Why `stoutest` is not a valid regular expression? - regex

From perlop:
If "/" is the delimiter then the initial m is optional. With the m you can use any pair of non-whitespace characters as delimiters. This is particularly useful for matching path names that contain "/", to avoid LTS (leaning toothpick syndrome). If "?" is the delimiter, then the match-only-once rule of ?PATTERN? applies. If "'" is the delimiter, no interpolation is performed on the PATTERN. When using a character valid in an identifier, whitespace is required after the m.
So I can pick up any letter as a delimiter. Eventually this regex should be fine:
stoutest
That can be rewritten
s/ou/es/
However it does not seems to work in Perl. Why?
$ perl -e '$_ = qw/ou/; stoutest; print'
ou

Because Perl can't pick out the operator s
perldoc perlop says this
Any non-whitespace delimiter may replace the slashes.
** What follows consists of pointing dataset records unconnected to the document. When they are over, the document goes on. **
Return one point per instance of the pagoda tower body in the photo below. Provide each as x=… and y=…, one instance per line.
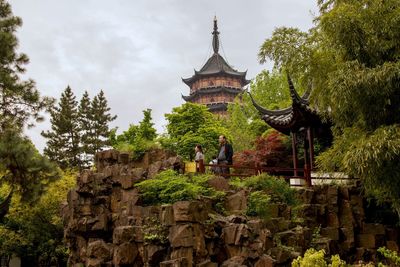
x=217, y=83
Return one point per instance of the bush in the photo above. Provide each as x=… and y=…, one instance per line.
x=390, y=255
x=314, y=258
x=169, y=187
x=258, y=204
x=276, y=187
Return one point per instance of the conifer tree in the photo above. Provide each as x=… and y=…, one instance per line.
x=64, y=137
x=100, y=117
x=21, y=166
x=19, y=100
x=85, y=128
x=146, y=126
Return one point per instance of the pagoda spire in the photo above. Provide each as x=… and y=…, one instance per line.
x=215, y=34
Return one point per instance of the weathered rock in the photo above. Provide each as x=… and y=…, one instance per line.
x=373, y=228
x=236, y=203
x=167, y=215
x=392, y=245
x=123, y=234
x=99, y=250
x=181, y=262
x=281, y=254
x=125, y=254
x=265, y=261
x=123, y=158
x=236, y=261
x=234, y=234
x=346, y=215
x=190, y=211
x=219, y=183
x=185, y=253
x=154, y=254
x=365, y=240
x=181, y=236
x=207, y=263
x=330, y=232
x=154, y=169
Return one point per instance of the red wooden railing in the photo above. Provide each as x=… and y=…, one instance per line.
x=286, y=173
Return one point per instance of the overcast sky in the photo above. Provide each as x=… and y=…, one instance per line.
x=137, y=51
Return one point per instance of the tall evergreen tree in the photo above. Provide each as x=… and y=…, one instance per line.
x=146, y=127
x=64, y=137
x=86, y=128
x=21, y=166
x=101, y=117
x=19, y=100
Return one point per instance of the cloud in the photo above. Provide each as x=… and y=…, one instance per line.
x=137, y=51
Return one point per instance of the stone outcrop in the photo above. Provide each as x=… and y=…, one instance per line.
x=106, y=225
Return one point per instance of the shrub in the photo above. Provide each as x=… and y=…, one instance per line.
x=168, y=187
x=390, y=255
x=276, y=187
x=258, y=204
x=314, y=258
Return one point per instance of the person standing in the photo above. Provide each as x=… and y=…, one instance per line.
x=199, y=159
x=225, y=154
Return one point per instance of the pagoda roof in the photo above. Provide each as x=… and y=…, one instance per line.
x=212, y=90
x=216, y=64
x=217, y=107
x=293, y=118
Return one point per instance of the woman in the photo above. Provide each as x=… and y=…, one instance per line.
x=199, y=159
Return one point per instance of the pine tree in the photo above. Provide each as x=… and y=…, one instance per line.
x=21, y=166
x=64, y=138
x=146, y=127
x=100, y=120
x=20, y=101
x=86, y=128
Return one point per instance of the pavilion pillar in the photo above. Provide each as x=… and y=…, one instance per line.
x=307, y=169
x=311, y=146
x=294, y=153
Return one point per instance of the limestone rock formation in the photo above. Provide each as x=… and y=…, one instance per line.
x=106, y=225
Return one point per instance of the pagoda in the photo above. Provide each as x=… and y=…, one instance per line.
x=217, y=83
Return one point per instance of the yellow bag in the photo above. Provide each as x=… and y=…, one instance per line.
x=190, y=167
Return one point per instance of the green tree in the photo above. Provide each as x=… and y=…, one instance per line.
x=138, y=138
x=19, y=100
x=352, y=64
x=63, y=144
x=192, y=124
x=100, y=119
x=35, y=231
x=269, y=89
x=22, y=168
x=85, y=128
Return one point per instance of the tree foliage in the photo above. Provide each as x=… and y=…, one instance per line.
x=63, y=145
x=19, y=99
x=78, y=132
x=100, y=119
x=138, y=138
x=22, y=168
x=351, y=59
x=35, y=230
x=270, y=90
x=192, y=124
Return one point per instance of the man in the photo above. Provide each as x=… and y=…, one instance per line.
x=225, y=154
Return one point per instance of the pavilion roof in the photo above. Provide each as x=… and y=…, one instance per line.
x=292, y=119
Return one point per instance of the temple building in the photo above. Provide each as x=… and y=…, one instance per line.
x=217, y=83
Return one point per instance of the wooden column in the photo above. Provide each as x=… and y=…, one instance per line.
x=294, y=153
x=311, y=146
x=307, y=169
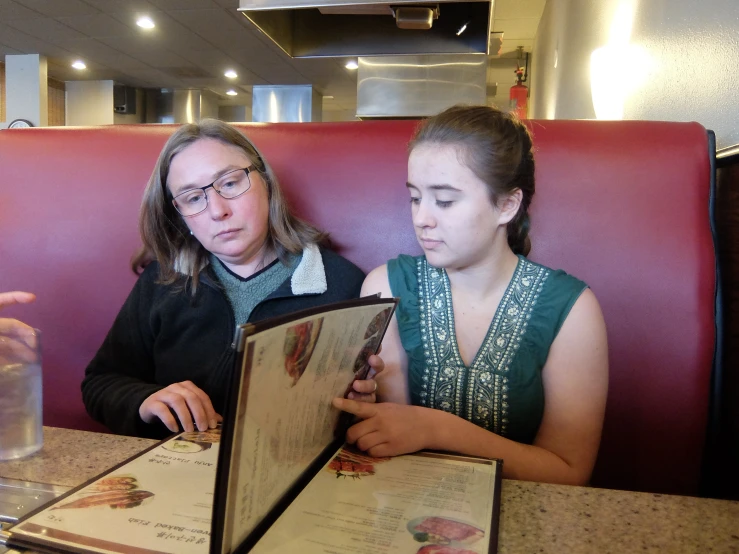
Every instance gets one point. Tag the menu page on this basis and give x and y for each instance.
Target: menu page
(284, 417)
(421, 503)
(159, 502)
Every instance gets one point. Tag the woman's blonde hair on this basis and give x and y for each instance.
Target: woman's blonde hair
(165, 236)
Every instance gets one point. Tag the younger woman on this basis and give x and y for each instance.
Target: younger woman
(489, 354)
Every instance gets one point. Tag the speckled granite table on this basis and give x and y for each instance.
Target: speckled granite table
(534, 517)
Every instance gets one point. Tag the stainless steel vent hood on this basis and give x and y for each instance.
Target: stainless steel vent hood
(324, 28)
(418, 86)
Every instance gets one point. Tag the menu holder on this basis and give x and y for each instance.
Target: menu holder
(276, 477)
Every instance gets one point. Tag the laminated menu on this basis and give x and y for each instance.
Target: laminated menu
(276, 476)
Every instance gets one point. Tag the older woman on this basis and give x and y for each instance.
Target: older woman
(224, 250)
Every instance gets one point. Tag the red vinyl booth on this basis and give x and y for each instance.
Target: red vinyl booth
(622, 205)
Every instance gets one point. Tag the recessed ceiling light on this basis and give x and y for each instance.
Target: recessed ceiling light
(145, 22)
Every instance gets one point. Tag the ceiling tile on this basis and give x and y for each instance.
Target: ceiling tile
(516, 28)
(121, 6)
(26, 43)
(97, 26)
(94, 50)
(174, 5)
(145, 52)
(8, 51)
(509, 9)
(59, 8)
(158, 79)
(216, 26)
(10, 10)
(169, 34)
(46, 29)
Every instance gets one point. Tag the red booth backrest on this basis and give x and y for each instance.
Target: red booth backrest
(621, 205)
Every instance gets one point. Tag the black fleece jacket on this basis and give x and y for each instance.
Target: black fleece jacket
(163, 336)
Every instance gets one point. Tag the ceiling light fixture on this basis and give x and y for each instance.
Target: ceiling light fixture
(145, 22)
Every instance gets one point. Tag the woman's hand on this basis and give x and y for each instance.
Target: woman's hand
(365, 390)
(387, 429)
(187, 401)
(18, 341)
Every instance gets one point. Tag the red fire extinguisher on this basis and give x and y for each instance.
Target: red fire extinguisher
(519, 95)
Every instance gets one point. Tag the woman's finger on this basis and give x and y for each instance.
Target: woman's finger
(15, 297)
(14, 351)
(359, 409)
(161, 410)
(358, 430)
(365, 386)
(211, 417)
(376, 363)
(178, 404)
(370, 440)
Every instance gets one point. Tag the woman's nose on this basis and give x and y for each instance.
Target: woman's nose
(218, 207)
(422, 216)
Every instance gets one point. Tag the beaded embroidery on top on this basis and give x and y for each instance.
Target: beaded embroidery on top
(478, 393)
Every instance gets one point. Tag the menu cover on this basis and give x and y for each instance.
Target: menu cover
(275, 477)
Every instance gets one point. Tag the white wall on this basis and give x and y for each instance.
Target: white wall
(90, 103)
(234, 113)
(673, 60)
(208, 104)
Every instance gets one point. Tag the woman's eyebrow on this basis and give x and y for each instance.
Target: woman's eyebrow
(217, 175)
(442, 186)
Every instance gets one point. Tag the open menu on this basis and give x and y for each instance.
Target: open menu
(276, 477)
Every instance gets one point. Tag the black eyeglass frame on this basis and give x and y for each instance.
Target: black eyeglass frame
(246, 170)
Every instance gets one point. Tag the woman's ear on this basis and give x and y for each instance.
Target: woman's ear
(508, 206)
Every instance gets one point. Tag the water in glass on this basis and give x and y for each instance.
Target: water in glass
(21, 433)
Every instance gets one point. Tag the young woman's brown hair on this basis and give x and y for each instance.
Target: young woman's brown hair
(164, 234)
(497, 147)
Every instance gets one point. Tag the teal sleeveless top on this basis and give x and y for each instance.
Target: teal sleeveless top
(502, 389)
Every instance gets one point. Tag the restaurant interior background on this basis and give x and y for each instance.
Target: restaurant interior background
(669, 60)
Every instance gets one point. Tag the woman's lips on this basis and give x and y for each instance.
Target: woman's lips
(429, 243)
(228, 233)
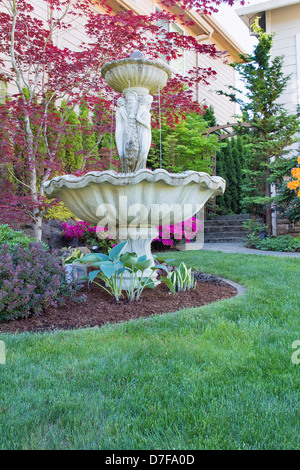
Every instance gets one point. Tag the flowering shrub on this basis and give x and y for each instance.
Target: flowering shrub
(181, 232)
(13, 237)
(87, 234)
(30, 280)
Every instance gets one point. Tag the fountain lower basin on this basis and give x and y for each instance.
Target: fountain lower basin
(155, 197)
(134, 205)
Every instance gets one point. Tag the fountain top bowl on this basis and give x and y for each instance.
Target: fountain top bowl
(136, 73)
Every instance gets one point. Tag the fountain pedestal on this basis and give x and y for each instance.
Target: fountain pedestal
(135, 202)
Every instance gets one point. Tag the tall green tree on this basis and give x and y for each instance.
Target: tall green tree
(183, 146)
(273, 130)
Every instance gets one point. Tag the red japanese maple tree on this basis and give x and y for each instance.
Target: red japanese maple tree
(41, 72)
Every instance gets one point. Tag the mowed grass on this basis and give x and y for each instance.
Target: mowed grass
(216, 377)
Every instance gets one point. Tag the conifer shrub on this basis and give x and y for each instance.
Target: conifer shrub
(12, 238)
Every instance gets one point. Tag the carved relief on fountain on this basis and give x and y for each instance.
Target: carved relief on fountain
(133, 130)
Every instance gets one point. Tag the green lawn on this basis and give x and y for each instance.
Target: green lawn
(216, 377)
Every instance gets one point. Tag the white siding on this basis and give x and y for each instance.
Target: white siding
(285, 22)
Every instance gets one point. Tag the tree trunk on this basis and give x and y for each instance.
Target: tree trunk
(268, 206)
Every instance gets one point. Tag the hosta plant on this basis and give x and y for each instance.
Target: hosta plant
(122, 272)
(180, 280)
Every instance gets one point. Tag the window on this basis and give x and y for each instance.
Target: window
(176, 64)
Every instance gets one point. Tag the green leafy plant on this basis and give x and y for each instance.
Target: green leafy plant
(112, 268)
(180, 280)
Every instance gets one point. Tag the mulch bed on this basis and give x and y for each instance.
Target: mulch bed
(101, 308)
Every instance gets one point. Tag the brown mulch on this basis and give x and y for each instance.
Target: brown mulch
(101, 308)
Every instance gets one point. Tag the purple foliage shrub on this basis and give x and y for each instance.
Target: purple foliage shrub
(31, 279)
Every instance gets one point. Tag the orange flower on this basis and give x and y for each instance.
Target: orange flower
(293, 185)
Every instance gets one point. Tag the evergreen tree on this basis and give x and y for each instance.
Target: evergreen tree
(71, 141)
(272, 128)
(184, 147)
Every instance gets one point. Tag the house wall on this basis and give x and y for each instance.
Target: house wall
(224, 109)
(285, 23)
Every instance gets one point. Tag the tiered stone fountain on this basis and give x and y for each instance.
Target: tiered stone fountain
(137, 200)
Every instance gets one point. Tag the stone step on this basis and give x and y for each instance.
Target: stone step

Add space after the s when using a character allowed in identifiers.
This program works fine
my $s = 'bout';
$s =~ s toutest;
say $s;
output
best

Because stoutest, or any other string of alphanumeric characters, is a single token in the eyes of the Perl parser. Otherwise we couldn't use any barewords that begin with s (or m, or q, or y).
This works, though
$_ = "ou";
s toutest;
print

The substitute operator starts with an s identifier, and you code doesn't have one. Gotta use
s toutest
If it worked the way you think, we couldn't have any operators or subroutines that start with m, s, tr, q or y since all of them can be followed by any non-whitespace delimiter.
Ironically, your very own code proves demonstrates why it can't be the way you think. If it worked the way you think
$_ = qw/ou/; stoutest; print
wouldn't be equivalent to
$_ = qw/ou/; s/ou/es/; print
It would be equivalent to
$_ = q'/ou/; stoutest; print
aka
$_ = '/ou/; stoutest; print

Related

How to use the literal string "STDIN" in negative lookbehind in perl? [duplicate]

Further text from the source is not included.